Uniqueness of gradient Gibbs measures with disorder

Abstract: We consider - in uniformly strictly convex potential regime - two versions of random gradient models with disorder. In model (A) the interface feels a bulk term of random fields while in model (B) the disorder enters though the potential acting on the gradients. We assume a general distribution on the disorder with uniformly-bounded finite second moments. It is well known that for gradient models without disorder there are no Gibbs measures in infinite-volume in dimension $d = 2$, while there are shift-invariant gradient Gibbs measures describing an infinite-volume distribution for the gradients of the field, as was shown by Funaki and Spohn.
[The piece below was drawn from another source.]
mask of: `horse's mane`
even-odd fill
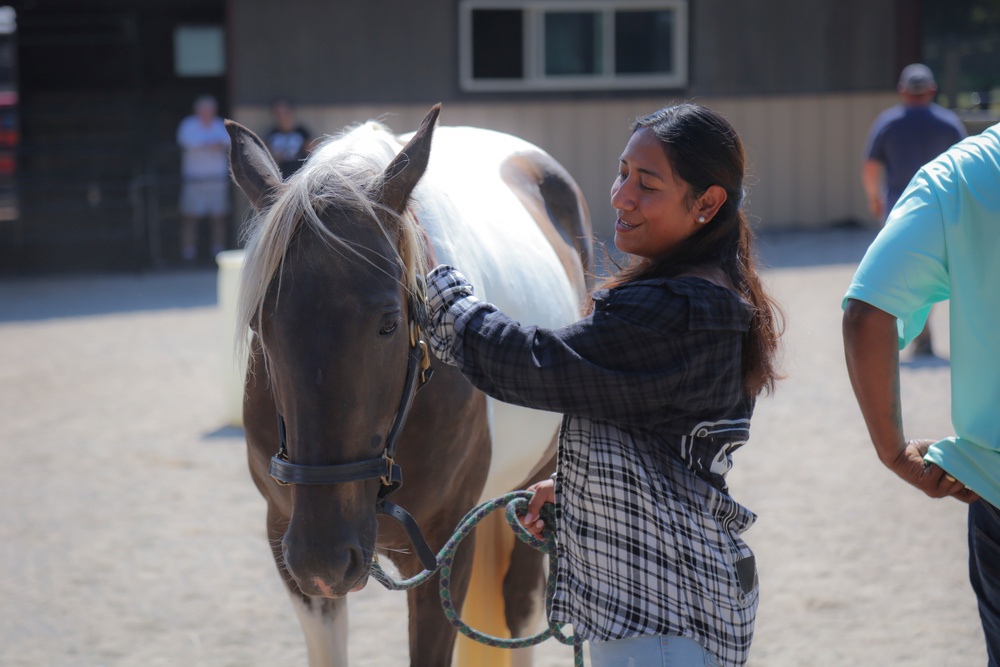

Van Enter and Kuelske proved in 2008 that adding a disorder term as in model (A) prohibits the existence of such gradient Gibbs measures for general interaction potentials in $d = 2$. In Cotar and Kuelske (2012) we proved the existence of shift-covariant random gradient Gibbs measures for model (A) when $d\geq 3$, the disorder is i.i.d and has mean zero, and for model (B) when $d\geq 1$ and the disorder has stationary distribution. In the present paper, we prove existence and uniqueness of shift-covariant random gradient Gibbs measures with a given expected tilt $u\in R^d$ and with the corresponding annealed measure being ergodic: for model (A) when $d\geq 3$ and the disordered random fields are i.i.d. and symmetrically-distributed, and for model (B) when $d\geq 1$ and for any stationary disorder dependence structure. We also compute for both models for any gradient Gibbs measure constructed as in Cotar and Kuelske (2012), when the disorder is i.i.d. and its distribution satisfies a Poincar\'e inequality assumption, the optimal decay of covariances with respect to the averaged-over-the-disorder gradient Gibbs measure.